The Root of Samsara According to the Four Schools

By Kyabje Lama Zopa Rinpoche
Kopan Monastery, Nepal (Archive #1544)

Lama Zopa Rinpoche discusses wrong view and the urgency of realizing emptiness at Kopan Course No. 38, Kopan Monastery, Nepal, Nov–Dec 2005. This teaching is excerpted from Lecture Two of the course. Lightly edited by Gordon McDougall.

Lama Zopa Rinpoche at Kopan Monastery, Kathmandu, Nepal, December 2015. Photo: Bill Kane.

Maybe I’ll mention this and then we’ll have a break.

When the I appears back to us not merely labeled by mind, within that, there are also other very gross hallucinations. The Vaibhashika school has eighteen schools, and for one of the schools the root of samsara is that the I, which is impermanent in nature, appears permanent, and we hold on to that. That concept of permanence is a wrong concept. Then the I exists alone without depending on parts. We hold that concept as true. Then, the I appears to be independent, existing with its own freedom; it appears like this and we hold on to that as true. According to this part of the Vaibhashika school, this wrong concept is the root of samsara, the root of suffering, but the reality is that, although this is a wrong concept, it is not the root of samsara.

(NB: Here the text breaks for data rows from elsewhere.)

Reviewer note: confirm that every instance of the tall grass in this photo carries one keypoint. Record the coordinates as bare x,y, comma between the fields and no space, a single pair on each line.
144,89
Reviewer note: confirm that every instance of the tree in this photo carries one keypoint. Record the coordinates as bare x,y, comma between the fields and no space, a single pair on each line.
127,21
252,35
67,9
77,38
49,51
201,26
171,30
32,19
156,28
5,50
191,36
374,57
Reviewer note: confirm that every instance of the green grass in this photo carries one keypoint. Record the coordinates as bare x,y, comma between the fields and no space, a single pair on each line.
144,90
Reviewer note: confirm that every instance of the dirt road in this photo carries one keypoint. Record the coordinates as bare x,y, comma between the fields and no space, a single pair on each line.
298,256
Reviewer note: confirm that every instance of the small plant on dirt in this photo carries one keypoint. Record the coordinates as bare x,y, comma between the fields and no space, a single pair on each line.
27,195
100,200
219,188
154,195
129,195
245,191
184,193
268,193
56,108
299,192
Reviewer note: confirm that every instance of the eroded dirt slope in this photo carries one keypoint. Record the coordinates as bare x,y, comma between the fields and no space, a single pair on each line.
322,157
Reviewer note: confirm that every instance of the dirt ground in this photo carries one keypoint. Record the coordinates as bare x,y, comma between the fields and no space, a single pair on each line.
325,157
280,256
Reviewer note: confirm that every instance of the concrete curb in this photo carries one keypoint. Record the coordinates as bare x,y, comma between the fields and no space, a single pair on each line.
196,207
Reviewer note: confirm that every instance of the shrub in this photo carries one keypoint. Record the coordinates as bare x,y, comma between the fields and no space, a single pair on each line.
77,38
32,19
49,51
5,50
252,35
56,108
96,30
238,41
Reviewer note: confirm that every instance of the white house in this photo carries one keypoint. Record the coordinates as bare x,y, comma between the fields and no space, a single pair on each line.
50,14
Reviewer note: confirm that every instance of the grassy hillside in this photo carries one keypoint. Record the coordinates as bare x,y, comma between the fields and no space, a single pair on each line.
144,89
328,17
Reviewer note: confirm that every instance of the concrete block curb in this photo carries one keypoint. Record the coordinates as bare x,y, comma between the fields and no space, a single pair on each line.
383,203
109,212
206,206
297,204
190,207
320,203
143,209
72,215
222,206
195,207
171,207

The I also appears to be self-sufficient, without depending on the collection of the aggregates and their continuity. The I appears self-sufficient, like a king or president or whoever, without depending on the population. But if there were no population, if nobody was there, how could that person become the president or king? So, like that, without depending on the population, it exists, self-sufficiently. When the I appears back to us in this way, this is also a wrong view. The emptiness of this is the selflessness of the person according to the Vaibhashika school, the Sautrantika school, the Cittamatra school and even the Madhyamaka Svatantrika school.

But that I appearing as self-sufficient and us believing that to be true, that concept is still not the root of samsara. Even though it is believed to be the root of samsara by the previous schools, from the Prasangika school’s point of view, it is not the root of samsara. From the Prasangika school’s view and in reality it is not the root of samsara.

The object to be refuted—the hallucination—according to the Svatantrika school is the I that appears without being labeled by the undefective valid mind, that it appears to exist from its own side. This hallucination is also there. According to them, holding on to that as true is the root of samsara. It might be holding on to the I as self-sufficient.

This concept of the I particularly existing from its own side without appearing to the undefective mind labeling it and the mind holding on to this, this concept is also not the root of samsara [according to the Prasangika].

The root of samsara is only what I mentioned before, when the I appears back after the mere imputation as something extra, something slightly more than that, as existing from its own side. The moment [Rinpoche snaps his fingers] the continuity of the previous mind that has labeled the I holds on to it as true, holds on to that very subtle object, that ignorance is the root of samsara. This is the Madhyamaka Prasangika school’s root of samsara. This is the unmistaken one.

From that, all those other disturbing thoughts, such as ignorance, anger and attachment arise, which motivate karma, and from those arise the true cause of suffering and all the true sufferings: all the oceans of sufferings of the hell realm, the oceans of sufferings of the hungry ghosts, the oceans of sufferings of the animals, the oceans of sufferings of the human beings, the oceans of sufferings of the sura and asura realms, and so on. This all comes from there.

From this, we should get some slight idea which suffering we should be liberated from, what we should look for and what is the root we need to cut, to eliminate. We should get some small idea of that. I think that realizing emptiness is the heart of all Buddhadharma, all 84,000 teachings of the Buddha, the graduated path to enlightenment, the lamrim.

It can be said that 84,000 teachings are contained in the Tripitaka, the three baskets of teachings, that they are all contained in the lamrim, the graduated path to enlightenment, and the heart of all that is the three principal aspects of the path to enlightenment: renunciation, bodhicitta and right view. Here, emptiness is our daily life’s practice. We can see how urgent it is to learn about emptiness, to meditate on it and to realize it.